Hispanics and Latinos living in the U.S. are highly likely to have several major cardiovascular disease risk factors, such as high cholesterol, high blood pressure, obesity, diabetes, and smoking, according to a new, large-scale study. Risks vary among the diverse Hispanic/Latino groups, but individuals who were born in the U.S. are more likely to have multiple risk factors.
The findings are reported in the Nov. 7 issue of JAMA.
Hispanic and Latino people now comprise the largest minority group in the U.S. Although this population is relatively young, cardiovascular diseases are already their leading cause of death -- and the group is at high risk of future cardiovascular disease as it becomes older.

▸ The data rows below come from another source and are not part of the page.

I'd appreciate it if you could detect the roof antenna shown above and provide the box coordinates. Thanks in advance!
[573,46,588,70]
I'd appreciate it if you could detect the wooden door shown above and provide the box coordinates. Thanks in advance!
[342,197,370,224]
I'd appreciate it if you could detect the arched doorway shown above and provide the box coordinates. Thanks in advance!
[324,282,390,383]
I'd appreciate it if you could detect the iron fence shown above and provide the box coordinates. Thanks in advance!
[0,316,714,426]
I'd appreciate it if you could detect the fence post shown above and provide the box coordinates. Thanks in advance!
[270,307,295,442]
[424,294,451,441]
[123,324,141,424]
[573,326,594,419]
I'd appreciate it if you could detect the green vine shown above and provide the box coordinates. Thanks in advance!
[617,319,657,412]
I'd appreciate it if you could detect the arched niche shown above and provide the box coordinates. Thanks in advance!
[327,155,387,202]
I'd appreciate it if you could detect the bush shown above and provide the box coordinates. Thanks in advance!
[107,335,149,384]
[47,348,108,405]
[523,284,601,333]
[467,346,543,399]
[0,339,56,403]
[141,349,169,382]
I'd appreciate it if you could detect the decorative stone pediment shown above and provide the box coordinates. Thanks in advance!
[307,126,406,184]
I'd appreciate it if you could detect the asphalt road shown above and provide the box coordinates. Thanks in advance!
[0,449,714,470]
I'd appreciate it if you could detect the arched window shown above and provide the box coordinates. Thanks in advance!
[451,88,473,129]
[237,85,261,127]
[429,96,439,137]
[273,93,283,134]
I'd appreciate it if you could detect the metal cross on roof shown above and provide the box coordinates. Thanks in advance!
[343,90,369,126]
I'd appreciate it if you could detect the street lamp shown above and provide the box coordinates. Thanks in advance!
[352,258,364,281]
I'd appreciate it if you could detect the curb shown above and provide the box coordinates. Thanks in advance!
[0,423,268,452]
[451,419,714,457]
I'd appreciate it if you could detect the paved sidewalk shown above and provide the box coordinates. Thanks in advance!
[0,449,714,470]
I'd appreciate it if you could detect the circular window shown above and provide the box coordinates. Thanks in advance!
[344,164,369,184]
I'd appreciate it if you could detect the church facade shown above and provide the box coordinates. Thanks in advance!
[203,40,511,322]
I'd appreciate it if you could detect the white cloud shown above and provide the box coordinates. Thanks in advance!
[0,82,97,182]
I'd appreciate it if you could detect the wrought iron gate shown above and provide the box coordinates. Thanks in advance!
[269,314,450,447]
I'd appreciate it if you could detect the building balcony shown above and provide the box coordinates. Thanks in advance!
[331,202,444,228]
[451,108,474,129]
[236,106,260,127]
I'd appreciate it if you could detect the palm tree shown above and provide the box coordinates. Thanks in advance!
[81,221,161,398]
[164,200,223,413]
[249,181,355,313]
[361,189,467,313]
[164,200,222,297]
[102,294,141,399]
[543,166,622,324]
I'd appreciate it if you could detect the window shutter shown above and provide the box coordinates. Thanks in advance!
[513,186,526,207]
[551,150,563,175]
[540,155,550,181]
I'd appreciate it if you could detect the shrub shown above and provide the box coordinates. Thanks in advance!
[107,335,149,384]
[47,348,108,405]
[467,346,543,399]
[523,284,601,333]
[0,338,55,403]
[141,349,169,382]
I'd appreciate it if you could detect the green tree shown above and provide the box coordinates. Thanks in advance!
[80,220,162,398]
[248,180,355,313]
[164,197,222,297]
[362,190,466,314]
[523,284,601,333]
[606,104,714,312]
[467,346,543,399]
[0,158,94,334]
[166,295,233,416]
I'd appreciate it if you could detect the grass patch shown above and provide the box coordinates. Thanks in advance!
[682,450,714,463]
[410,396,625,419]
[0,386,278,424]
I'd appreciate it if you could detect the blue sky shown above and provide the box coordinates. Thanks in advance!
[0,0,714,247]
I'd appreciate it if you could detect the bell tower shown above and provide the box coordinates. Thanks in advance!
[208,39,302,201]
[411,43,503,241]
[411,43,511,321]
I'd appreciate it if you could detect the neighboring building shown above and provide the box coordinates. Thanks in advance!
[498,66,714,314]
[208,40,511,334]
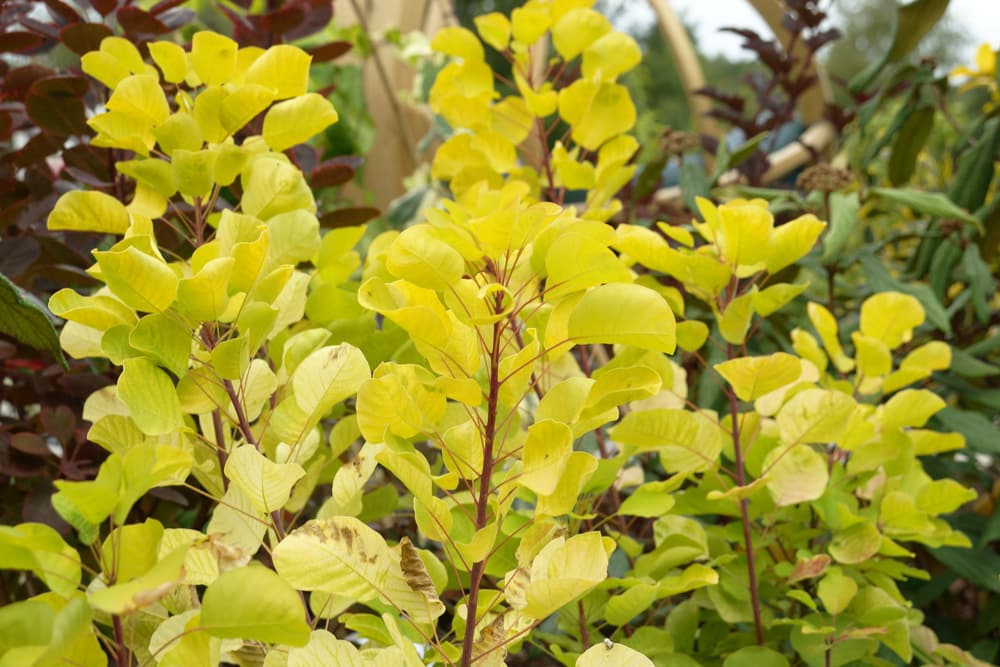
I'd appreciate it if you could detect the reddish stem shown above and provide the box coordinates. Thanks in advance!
[726,345,764,646]
[460,314,503,667]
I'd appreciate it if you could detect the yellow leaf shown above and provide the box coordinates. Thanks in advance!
[881,389,946,431]
[226,445,305,514]
[514,69,559,118]
[576,642,653,667]
[510,0,552,46]
[851,331,892,379]
[716,201,774,272]
[523,533,608,619]
[545,232,632,301]
[262,93,339,153]
[777,389,856,445]
[766,213,826,273]
[567,284,677,354]
[517,419,573,495]
[94,246,178,312]
[806,303,852,373]
[677,320,708,352]
[48,190,129,234]
[764,445,830,507]
[291,343,371,416]
[715,352,802,401]
[472,12,510,52]
[860,292,924,350]
[431,26,484,61]
[272,516,393,602]
[190,30,239,86]
[490,95,535,145]
[153,112,205,156]
[560,79,635,151]
[148,41,188,83]
[118,357,184,435]
[535,452,597,516]
[385,225,465,291]
[243,44,312,100]
[552,8,611,59]
[580,31,642,81]
[718,286,757,345]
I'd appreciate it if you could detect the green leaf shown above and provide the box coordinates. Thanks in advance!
[604,583,656,626]
[822,192,861,264]
[948,118,1000,211]
[0,273,69,368]
[262,93,339,152]
[816,568,858,616]
[722,646,789,667]
[887,0,949,62]
[930,547,1000,593]
[0,523,81,597]
[576,643,653,667]
[871,188,982,227]
[829,521,882,565]
[201,564,310,646]
[568,284,677,354]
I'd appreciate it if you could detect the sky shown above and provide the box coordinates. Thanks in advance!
[612,0,1000,63]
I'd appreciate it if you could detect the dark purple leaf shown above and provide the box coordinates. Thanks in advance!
[31,76,90,97]
[319,206,382,229]
[0,110,14,141]
[309,163,354,188]
[21,18,60,39]
[159,7,198,30]
[0,65,55,101]
[309,41,354,63]
[149,0,187,16]
[285,0,333,41]
[0,236,42,280]
[63,144,115,183]
[247,4,306,41]
[14,131,61,167]
[25,94,87,136]
[115,5,170,35]
[0,30,45,53]
[42,0,81,23]
[90,0,118,16]
[59,23,113,56]
[10,432,52,456]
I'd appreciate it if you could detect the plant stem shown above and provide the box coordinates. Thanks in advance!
[460,318,503,667]
[111,614,129,667]
[726,344,764,646]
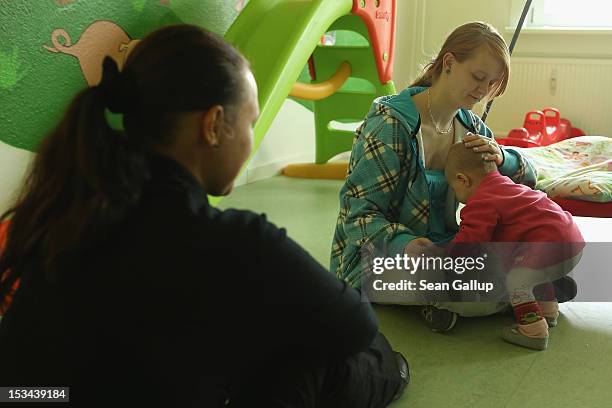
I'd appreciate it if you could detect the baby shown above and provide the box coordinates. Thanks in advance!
[444,142,584,350]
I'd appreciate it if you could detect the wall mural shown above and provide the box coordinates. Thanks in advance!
[44,21,140,86]
[0,0,247,151]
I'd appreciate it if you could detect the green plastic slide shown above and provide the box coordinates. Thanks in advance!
[225,0,353,167]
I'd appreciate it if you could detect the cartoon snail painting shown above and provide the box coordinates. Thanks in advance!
[43,20,140,86]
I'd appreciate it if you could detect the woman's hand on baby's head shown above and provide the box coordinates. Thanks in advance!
[404,237,436,256]
[463,132,504,166]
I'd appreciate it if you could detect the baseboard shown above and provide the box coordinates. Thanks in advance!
[234,153,313,186]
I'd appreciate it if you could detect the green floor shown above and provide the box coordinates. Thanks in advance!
[220,176,612,408]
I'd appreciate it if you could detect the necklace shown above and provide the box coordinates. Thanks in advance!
[427,88,454,135]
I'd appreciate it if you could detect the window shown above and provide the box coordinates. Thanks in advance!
[512,0,612,29]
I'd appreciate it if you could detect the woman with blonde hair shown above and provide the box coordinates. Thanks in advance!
[331,22,536,331]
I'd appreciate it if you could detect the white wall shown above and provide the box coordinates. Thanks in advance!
[394,0,612,135]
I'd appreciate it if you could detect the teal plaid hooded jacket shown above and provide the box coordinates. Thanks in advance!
[330,87,537,287]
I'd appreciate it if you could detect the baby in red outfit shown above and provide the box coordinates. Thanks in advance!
[445,142,584,350]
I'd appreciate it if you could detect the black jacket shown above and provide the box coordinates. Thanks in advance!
[0,157,377,407]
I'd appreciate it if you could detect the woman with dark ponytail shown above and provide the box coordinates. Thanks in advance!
[0,25,409,407]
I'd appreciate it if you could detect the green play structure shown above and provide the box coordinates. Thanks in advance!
[225,0,395,182]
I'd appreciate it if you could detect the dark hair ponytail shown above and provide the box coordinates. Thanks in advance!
[0,25,248,303]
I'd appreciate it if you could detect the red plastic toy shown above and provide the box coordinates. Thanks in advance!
[497,108,585,147]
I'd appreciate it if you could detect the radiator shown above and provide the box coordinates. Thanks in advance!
[482,57,612,137]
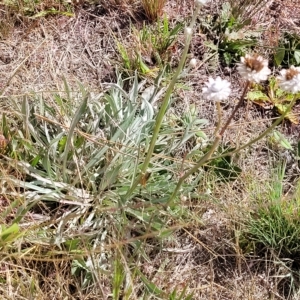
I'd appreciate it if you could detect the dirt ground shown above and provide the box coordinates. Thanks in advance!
[0,0,300,300]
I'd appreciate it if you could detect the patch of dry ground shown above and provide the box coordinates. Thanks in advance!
[0,0,300,300]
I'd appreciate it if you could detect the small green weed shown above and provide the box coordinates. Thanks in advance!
[142,0,167,21]
[201,2,260,65]
[117,16,183,77]
[244,167,300,263]
[247,77,300,124]
[274,32,300,66]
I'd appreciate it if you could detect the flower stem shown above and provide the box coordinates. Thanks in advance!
[220,81,250,136]
[124,5,200,200]
[209,96,297,161]
[167,81,250,206]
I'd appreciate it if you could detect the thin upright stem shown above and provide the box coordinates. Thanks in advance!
[124,5,200,200]
[220,81,250,136]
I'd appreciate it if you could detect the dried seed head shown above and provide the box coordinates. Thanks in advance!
[277,66,300,94]
[237,54,271,83]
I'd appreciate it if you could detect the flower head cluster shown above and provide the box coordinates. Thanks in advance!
[237,54,271,83]
[202,77,231,101]
[277,66,300,94]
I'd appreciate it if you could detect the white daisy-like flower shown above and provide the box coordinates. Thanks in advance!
[202,76,231,101]
[237,54,271,83]
[184,27,193,37]
[277,66,300,94]
[189,58,197,68]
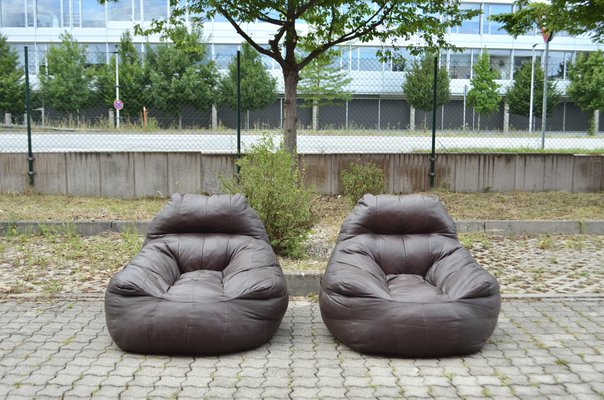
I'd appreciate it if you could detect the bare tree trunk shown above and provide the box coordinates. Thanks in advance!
[283,69,300,153]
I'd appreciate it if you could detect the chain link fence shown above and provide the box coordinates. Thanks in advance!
[0,46,604,153]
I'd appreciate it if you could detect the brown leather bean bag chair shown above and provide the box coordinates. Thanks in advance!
[105,194,288,355]
[319,195,501,357]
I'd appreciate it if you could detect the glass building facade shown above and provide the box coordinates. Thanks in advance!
[0,0,597,94]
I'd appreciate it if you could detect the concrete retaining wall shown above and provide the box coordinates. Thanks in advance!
[0,152,604,198]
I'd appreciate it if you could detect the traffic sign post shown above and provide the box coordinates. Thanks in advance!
[113,99,124,129]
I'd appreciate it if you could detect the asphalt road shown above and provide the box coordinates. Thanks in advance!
[0,133,604,154]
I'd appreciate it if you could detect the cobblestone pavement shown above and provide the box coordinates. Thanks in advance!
[0,297,604,400]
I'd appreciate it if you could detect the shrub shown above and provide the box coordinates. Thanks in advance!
[222,136,313,257]
[340,162,384,205]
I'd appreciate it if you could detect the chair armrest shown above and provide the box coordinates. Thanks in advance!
[321,239,391,299]
[223,237,287,299]
[107,242,180,297]
[426,246,499,299]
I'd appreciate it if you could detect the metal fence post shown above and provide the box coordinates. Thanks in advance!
[24,46,34,186]
[428,56,438,189]
[237,49,241,176]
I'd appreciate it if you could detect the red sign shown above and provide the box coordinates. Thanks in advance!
[113,100,124,111]
[541,27,554,43]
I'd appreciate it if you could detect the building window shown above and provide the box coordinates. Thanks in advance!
[488,50,512,79]
[449,49,472,79]
[0,0,27,28]
[143,0,169,21]
[81,43,107,65]
[451,3,480,35]
[81,0,106,28]
[357,47,382,71]
[36,0,61,28]
[107,0,133,21]
[482,4,512,35]
[214,44,239,69]
[514,50,541,77]
[390,48,414,71]
[547,51,568,79]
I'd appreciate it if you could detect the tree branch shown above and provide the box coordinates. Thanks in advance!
[299,5,394,68]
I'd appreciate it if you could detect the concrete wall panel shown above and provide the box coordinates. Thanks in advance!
[200,154,237,194]
[543,154,574,192]
[34,153,68,194]
[0,153,27,192]
[168,153,201,194]
[65,153,101,196]
[100,153,135,198]
[134,153,170,197]
[0,153,604,198]
[299,154,335,194]
[572,155,604,192]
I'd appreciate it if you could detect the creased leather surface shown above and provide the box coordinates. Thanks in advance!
[319,195,501,357]
[105,194,288,355]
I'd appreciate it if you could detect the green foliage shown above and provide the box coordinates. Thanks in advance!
[506,63,560,118]
[96,32,148,116]
[145,27,218,127]
[468,51,501,130]
[403,54,451,111]
[566,50,604,133]
[298,51,352,130]
[39,33,93,113]
[219,43,277,110]
[340,162,384,205]
[490,0,604,42]
[298,51,352,107]
[0,35,25,113]
[223,136,313,257]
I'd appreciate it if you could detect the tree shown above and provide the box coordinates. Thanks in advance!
[145,27,218,129]
[298,51,352,131]
[136,0,479,151]
[0,35,25,122]
[566,50,604,134]
[219,43,277,129]
[490,0,604,42]
[403,54,451,129]
[506,63,560,123]
[40,33,93,124]
[96,32,148,116]
[468,51,501,131]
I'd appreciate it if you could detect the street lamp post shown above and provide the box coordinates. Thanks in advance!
[529,43,539,132]
[541,30,554,149]
[114,45,120,129]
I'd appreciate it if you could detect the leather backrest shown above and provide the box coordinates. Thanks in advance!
[338,194,457,241]
[145,193,269,243]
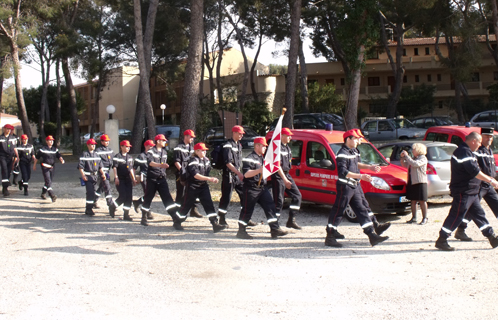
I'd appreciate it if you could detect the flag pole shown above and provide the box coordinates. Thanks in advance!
[258,108,287,187]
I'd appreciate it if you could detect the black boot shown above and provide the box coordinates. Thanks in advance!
[455,228,472,241]
[436,235,455,251]
[270,228,288,239]
[367,231,389,247]
[236,224,252,240]
[325,228,344,248]
[123,210,133,221]
[218,212,228,229]
[285,214,302,230]
[190,206,204,218]
[140,211,149,227]
[374,222,391,236]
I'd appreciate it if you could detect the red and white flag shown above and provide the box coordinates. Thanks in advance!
[263,115,284,180]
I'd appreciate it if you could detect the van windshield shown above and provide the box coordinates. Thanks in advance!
[330,142,389,166]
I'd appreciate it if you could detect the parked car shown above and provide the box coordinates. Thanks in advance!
[270,113,346,131]
[361,119,426,141]
[203,126,259,149]
[470,110,498,128]
[378,141,458,197]
[411,117,456,129]
[266,130,409,220]
[424,126,498,176]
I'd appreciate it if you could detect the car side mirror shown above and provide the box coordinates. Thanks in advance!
[320,159,335,170]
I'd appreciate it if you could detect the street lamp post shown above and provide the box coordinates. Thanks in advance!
[159,103,166,125]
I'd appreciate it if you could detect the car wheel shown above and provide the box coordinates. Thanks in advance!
[344,205,358,222]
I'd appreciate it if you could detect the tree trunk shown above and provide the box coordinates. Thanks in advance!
[344,46,365,130]
[282,0,301,128]
[55,58,62,147]
[180,0,204,131]
[299,41,310,113]
[10,43,33,141]
[62,57,81,155]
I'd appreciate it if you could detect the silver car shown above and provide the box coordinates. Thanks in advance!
[361,119,427,141]
[378,141,457,197]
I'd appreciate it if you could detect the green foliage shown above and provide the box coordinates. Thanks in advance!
[294,82,344,113]
[397,84,436,118]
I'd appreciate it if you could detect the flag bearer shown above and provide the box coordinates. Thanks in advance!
[14,134,35,196]
[77,139,106,217]
[109,140,137,221]
[33,136,64,202]
[173,142,226,233]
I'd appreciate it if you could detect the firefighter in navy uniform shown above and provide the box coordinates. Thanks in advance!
[237,137,287,239]
[271,128,303,230]
[174,129,202,218]
[436,132,498,251]
[14,134,35,196]
[0,124,14,197]
[174,142,226,233]
[109,140,137,221]
[133,140,155,215]
[455,128,498,241]
[33,136,64,202]
[93,134,114,211]
[325,129,389,247]
[76,139,105,217]
[140,134,186,226]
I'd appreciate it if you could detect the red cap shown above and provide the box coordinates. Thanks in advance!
[342,129,360,139]
[119,140,131,147]
[144,140,156,147]
[355,128,365,138]
[194,142,208,150]
[282,128,293,136]
[232,126,246,134]
[254,137,268,146]
[183,129,195,138]
[154,134,168,141]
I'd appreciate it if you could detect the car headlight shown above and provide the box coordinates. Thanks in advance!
[370,177,391,191]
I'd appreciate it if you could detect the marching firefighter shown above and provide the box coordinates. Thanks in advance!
[325,129,389,247]
[33,136,64,202]
[237,137,287,239]
[0,124,17,197]
[77,139,106,217]
[109,140,137,221]
[175,142,226,233]
[133,140,155,215]
[93,134,114,216]
[140,134,186,227]
[14,134,35,196]
[271,128,302,230]
[174,129,202,218]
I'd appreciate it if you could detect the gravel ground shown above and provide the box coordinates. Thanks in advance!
[0,164,498,320]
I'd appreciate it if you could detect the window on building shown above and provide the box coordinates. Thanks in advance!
[368,77,380,87]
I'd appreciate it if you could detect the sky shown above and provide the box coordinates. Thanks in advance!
[14,39,326,88]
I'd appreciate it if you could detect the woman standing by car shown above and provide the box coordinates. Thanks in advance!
[401,143,428,225]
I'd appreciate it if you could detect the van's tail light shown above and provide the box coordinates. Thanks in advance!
[427,163,437,174]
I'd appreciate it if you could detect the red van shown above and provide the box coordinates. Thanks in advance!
[424,126,498,173]
[266,130,410,219]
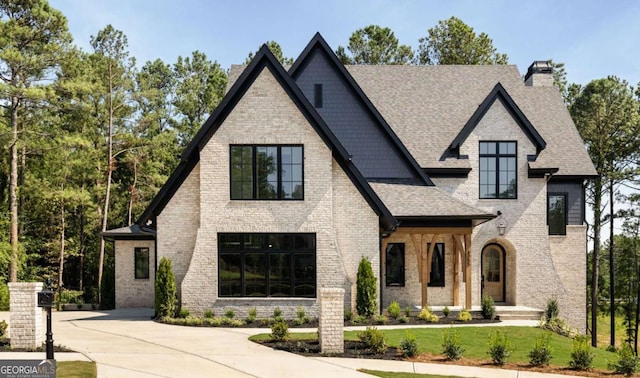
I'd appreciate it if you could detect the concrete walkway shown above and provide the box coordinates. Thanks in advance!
[0,309,588,378]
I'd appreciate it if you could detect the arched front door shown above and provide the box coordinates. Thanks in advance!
[482,244,505,302]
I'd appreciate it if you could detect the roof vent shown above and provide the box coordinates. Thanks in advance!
[524,60,553,87]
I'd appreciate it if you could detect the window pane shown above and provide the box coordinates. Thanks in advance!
[385,243,404,286]
[244,253,267,297]
[218,253,242,297]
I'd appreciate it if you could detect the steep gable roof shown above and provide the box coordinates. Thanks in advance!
[136,45,397,229]
[289,33,433,185]
[448,83,547,159]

The data came from 15,079 Hispanic/Latino men and women who participated in the Hispanic Community Health Study/Study of Latinos (HCHS/SOL).
"We found that U.S. Hispanic/Latino prevalence of cardiovascular risk factors had been underestimated," says Dr. Martha Daviglus, director of the Institute for Minority Health Research at the University of Illinois at Chicago and first author of the JAMA report.
A "very large" proportion of study participants -- 80 percent of men and 71 percent of women -- were found to have at least one risk factor for cardiovascular disease, said Daviglus, who is principal investigator of the Chicago HCHS/SOL Field Center.